The organic thin film transistor according to the present invention includes a source electrode and a drain electrode, an active layer which becomes a current path between these electrodes and contains an organic semiconductor compound according to the present invention, a gate electrode which controls a current passing through the current path, and an active layer and a gate electrode. It comprises an insulating layer disposed between. The structure of the organic thin film transistor may be a top contact method or a bottom contact method, as shown in FIG. 1. In the case of the phase contact structure, the source layer and the drain are located above the channel layer. There is no curvature of, which is more desirable because of less interference with the flow of charge in the source and drain portions.

As another specific aspect, the present invention provides an organic solar cell comprising the organic semiconductor compound according to the present invention as an electron donor material in an active layer.

The organic solar cell has a high work function with a metal / oil-based conductor (photoactive layer) / metal (Metal-Samicondustor or Insulator-Metal (MSM)) structure, and has a low work function with ITO (indium tin oxide) as a transparent electrode. Al or Ca is used as the cathode. Here, the BHT (Bulk-heterojunction) structure using a semiconductor polymer / C60 composite as a donor and an acceptor as an organic semiconductor will be described as an example.

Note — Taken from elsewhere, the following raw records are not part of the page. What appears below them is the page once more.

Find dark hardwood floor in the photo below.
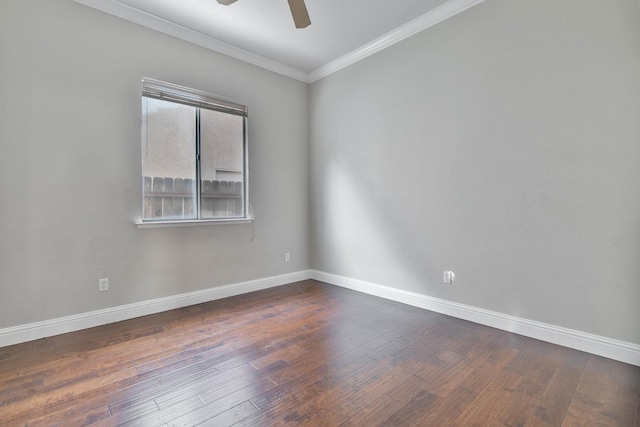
[0,281,640,427]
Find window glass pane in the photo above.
[200,109,245,219]
[142,97,198,220]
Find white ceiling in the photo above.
[75,0,484,82]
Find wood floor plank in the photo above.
[0,280,640,427]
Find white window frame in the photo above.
[136,77,253,228]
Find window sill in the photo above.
[136,217,254,228]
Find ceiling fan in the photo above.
[217,0,311,28]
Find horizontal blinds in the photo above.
[142,77,248,117]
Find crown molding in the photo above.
[73,0,485,83]
[73,0,309,83]
[309,0,485,83]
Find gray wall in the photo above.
[310,0,640,343]
[0,0,309,328]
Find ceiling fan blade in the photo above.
[288,0,311,28]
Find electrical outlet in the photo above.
[442,270,456,285]
[98,278,109,292]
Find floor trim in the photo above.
[311,270,640,366]
[0,270,311,347]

First, the polymer / C60 composite solution, which is a photoactive layer, is spin coated, Coating on the ITO layer to a thickness of about 100nm by inkjet printing or the like method. On top of this, Al or Ca metal is vacuum-deposited and used as a cathode, and an extruder blocking layer (EBL) layer is inserted between the electrode and the photoactive layer to enhance the life of the charge as necessary. As the EBL layer, a mixture of PEDOT and PSS may be used.

FIG. 2 is a schematic diagram illustrating a comparison of a bi-layer (B) mode (B) and a bulk-heterojunction (BHT) mode (B) in the structure of an organic solar cell.

In general, the diffusion distance of excitons in organic donors is about 10-30 nm, which is much shorter than the appropriate thickness of donor material for absorbing sunlight (over 100 nm). This is one of the fundamental causes of limiting the efficiency of the organic solar cell, the existing bi-layer (BL) structure is difficult to solve this problem. In addition, since both materials forming the BL (bi-layer) structure are organic monomolecules, deposition is required, and in the case of polymers, it is difficult to manufacture by simple processes such as spin coating. On the other hand, the polymer BHJ structure uses a mixture of donor (D) and acceptor (A) materials, which simplifies the manufacturing process and greatly increases the surface area of the D / A interface. As a result, the charge collection efficiency increases.

The organic solar cell according to the present invention preferably has a BHJ structure, and it is preferable to use the organic semiconductor compound according to the present invention as an electron donor material and mix one or more selected from the following electron acceptor materials to form an active layer. .

Among the electron acceptor materials, it is more preferable to use materials such as PCBM and PCBCR designed to be well dissolved in an organic solvent.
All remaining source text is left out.